After Fedora 43 Upgrade, Bash Prompts Contains start=, end=, user=, exit=

After upgrading to Fedora 43, the Bash prompt contains returns and a bunch of variables, end=;exit=;start=;user=;hostname= etc. The PS1 variable is set correctly and if I change it to something like # the weird prompts remains. I tried removing bash-color-prompt with no improvement.

It does not happen on a terminal on the local machine. It only happens when I ssh or ssh -X in remotely.

So it could be that it happens in login shells, but not in non-login shells.

Do you have anything unexpected in ~/.bash_profile or /etc/profile ?

I don’t see anything unusual, but /etc/profile has a lot of stuff. The profile string stuff in /etc/bashrc looks ok too.

It’s /etc/profile.d/80-systemd-osc-context.sh causing it.

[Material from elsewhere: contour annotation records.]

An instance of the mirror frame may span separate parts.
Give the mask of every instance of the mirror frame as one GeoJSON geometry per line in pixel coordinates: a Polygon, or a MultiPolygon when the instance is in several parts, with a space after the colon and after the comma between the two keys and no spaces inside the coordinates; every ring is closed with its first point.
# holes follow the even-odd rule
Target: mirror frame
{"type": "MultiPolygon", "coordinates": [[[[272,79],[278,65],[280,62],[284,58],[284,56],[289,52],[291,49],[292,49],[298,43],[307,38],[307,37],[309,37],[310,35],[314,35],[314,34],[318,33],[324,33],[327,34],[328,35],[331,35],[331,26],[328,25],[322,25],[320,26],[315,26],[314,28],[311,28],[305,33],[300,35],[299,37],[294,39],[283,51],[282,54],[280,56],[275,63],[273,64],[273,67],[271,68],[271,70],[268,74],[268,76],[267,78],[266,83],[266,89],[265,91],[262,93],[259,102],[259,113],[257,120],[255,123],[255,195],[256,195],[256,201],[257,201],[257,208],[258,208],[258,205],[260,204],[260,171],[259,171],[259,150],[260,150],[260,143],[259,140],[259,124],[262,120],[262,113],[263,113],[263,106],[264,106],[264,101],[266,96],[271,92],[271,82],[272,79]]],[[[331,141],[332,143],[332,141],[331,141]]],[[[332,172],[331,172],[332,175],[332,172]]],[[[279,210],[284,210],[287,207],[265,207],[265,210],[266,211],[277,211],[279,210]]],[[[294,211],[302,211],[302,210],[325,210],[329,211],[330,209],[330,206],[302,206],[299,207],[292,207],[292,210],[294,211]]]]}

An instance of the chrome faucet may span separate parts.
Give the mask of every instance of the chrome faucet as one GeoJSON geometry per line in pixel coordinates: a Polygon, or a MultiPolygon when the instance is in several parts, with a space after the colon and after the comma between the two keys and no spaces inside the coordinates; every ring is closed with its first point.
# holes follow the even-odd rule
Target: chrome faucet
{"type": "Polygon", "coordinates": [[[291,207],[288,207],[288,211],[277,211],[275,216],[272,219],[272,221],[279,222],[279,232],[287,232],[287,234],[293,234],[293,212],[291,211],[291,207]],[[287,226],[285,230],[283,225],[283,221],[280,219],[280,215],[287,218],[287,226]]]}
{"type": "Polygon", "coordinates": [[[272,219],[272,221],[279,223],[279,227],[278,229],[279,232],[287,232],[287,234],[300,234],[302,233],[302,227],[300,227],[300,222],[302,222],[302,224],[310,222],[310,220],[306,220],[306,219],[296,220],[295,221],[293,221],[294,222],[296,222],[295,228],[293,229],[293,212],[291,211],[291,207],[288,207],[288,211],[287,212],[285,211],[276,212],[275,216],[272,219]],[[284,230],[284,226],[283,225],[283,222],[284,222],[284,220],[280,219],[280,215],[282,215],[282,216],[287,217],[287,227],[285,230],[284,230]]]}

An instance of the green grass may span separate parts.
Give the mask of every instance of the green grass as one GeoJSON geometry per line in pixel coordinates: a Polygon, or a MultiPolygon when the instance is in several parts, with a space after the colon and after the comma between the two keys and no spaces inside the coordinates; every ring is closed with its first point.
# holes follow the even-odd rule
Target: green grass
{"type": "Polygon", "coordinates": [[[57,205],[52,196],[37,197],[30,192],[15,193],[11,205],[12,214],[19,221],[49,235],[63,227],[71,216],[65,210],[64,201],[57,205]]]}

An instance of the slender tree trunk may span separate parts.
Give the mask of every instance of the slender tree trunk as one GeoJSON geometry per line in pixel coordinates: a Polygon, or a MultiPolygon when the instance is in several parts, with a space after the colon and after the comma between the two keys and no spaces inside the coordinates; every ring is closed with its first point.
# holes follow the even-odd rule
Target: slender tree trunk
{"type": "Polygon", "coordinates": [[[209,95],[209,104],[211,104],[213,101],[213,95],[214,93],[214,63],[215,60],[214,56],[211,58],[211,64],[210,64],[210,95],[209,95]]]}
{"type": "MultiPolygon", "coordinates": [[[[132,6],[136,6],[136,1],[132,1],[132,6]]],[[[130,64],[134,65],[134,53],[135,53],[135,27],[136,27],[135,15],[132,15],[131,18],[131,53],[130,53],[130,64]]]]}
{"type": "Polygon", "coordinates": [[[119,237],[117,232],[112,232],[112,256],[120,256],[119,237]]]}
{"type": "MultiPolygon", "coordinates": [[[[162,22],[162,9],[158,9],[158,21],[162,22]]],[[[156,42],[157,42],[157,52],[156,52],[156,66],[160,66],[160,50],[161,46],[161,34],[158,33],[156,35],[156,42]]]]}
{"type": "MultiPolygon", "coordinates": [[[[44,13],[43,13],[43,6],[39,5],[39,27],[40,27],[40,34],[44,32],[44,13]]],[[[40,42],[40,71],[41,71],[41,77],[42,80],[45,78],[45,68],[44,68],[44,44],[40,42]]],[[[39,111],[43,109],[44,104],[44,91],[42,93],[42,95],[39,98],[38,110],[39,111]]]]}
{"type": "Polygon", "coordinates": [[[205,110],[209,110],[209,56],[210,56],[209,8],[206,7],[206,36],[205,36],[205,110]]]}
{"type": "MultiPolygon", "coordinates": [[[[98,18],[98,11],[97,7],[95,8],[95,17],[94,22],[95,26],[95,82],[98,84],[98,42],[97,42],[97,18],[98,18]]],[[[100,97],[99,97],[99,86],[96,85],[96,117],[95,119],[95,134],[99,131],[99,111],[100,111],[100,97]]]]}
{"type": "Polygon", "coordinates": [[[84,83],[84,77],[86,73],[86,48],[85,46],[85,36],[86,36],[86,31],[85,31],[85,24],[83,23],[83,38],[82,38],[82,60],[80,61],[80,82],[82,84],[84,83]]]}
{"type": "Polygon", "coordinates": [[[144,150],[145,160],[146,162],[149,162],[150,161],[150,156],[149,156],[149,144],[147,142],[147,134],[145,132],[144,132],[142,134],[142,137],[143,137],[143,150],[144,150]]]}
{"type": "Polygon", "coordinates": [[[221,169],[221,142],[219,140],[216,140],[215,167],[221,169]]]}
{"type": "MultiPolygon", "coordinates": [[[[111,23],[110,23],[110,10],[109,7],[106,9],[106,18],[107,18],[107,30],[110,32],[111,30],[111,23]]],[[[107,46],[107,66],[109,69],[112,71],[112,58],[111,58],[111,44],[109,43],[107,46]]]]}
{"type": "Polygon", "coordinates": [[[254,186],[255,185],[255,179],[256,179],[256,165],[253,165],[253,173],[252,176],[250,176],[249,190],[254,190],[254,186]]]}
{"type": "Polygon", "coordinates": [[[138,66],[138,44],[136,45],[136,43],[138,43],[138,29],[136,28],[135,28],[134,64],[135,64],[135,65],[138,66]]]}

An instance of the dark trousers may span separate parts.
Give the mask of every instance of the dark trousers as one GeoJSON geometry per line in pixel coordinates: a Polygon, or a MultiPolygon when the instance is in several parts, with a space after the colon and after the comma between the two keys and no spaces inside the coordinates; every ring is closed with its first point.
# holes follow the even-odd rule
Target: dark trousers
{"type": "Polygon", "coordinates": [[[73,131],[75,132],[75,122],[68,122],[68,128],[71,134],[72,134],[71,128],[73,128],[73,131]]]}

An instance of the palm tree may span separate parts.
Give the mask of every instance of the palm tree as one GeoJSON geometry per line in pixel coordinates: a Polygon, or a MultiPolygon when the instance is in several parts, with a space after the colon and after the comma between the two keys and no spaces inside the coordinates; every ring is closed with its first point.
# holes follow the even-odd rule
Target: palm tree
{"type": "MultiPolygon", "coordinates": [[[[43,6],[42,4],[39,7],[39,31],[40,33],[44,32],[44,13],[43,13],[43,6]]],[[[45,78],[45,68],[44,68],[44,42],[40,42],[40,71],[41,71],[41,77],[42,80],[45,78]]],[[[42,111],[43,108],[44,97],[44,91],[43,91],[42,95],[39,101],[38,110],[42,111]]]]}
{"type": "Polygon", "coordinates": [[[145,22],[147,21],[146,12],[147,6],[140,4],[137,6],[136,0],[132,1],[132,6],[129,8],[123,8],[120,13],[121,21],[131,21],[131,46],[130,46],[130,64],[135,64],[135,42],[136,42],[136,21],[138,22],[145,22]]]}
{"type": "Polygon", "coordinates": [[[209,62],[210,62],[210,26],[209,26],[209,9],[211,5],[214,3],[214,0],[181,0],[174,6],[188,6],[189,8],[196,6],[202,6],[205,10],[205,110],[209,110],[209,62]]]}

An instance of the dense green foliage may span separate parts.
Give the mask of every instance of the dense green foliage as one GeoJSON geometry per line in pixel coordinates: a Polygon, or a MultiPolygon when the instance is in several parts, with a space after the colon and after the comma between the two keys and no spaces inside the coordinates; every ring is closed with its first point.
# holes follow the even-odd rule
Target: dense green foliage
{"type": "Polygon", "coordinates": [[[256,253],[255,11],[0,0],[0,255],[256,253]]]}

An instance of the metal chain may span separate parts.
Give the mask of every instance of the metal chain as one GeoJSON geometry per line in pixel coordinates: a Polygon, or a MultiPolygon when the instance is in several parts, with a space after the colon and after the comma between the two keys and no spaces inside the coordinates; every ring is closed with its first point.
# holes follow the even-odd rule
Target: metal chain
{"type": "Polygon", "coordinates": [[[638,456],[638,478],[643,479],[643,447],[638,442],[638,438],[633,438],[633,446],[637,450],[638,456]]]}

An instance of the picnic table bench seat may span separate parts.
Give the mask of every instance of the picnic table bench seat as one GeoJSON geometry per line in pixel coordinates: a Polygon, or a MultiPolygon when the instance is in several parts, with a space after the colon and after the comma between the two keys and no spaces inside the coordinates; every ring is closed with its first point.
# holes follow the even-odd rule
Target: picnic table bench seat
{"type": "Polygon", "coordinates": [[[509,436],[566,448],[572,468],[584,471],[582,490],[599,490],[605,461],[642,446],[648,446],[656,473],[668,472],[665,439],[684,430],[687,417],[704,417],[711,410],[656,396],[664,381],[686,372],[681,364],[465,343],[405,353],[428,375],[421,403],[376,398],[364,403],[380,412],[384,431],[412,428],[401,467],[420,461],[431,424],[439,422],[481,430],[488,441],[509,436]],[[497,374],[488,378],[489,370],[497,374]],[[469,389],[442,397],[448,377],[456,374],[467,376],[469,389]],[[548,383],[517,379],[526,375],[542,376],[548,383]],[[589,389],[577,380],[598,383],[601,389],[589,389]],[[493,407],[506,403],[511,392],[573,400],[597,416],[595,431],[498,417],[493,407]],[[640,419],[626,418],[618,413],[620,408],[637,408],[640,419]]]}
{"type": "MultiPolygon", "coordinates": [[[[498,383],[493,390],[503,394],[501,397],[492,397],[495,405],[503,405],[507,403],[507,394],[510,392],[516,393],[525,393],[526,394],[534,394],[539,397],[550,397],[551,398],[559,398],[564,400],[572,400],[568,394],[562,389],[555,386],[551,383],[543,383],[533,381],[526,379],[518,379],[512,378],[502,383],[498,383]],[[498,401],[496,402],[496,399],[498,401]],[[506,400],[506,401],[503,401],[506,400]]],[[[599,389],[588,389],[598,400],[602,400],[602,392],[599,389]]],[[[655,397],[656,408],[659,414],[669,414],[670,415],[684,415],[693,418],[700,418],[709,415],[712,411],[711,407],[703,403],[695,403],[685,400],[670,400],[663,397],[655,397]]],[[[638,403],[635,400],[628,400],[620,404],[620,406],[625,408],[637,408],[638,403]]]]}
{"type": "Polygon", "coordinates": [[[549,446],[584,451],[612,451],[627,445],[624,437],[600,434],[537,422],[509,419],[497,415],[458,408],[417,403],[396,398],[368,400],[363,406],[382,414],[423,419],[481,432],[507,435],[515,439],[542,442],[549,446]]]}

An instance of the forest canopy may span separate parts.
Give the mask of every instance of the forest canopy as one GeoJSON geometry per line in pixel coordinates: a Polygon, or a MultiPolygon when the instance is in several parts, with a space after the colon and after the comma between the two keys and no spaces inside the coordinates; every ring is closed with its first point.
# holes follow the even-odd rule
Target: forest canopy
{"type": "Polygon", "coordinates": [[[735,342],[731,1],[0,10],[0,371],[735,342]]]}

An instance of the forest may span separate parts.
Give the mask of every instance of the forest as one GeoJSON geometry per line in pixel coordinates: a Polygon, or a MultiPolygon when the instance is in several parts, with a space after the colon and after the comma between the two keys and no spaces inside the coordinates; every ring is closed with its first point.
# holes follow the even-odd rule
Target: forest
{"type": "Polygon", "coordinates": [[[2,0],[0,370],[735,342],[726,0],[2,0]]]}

You are correct. Several reports, including this one:

The question is what to do about this in the long run? Many of the bugs raised are blaming it on the terminal used. I am sshing in from RHEL8. I do not expect them to update the terminal there. In my opinion it should not be assumed that a remote terminal can handle the sequences added by /etc/profile.d/80-systemd-osc-context.sh, and they should not be added for remote terminals. They do not care about the added information.

The best option I could find is to add this to /etc/profile.d/80-systemd-osc-context.sh

# Check if the terminal is known to be incompatible with systemd OSC context sequences

if \[ “$TERM” = “linux” \] || \[ “$TERM” = “vt102” \] || \[ “$TERM” = “xterm-256color” \]; then
return 0
fi

It probably will be removed on systemd updates.

With this, entering and leaving a root shell still emits some gibberish, but otherwise acts normally.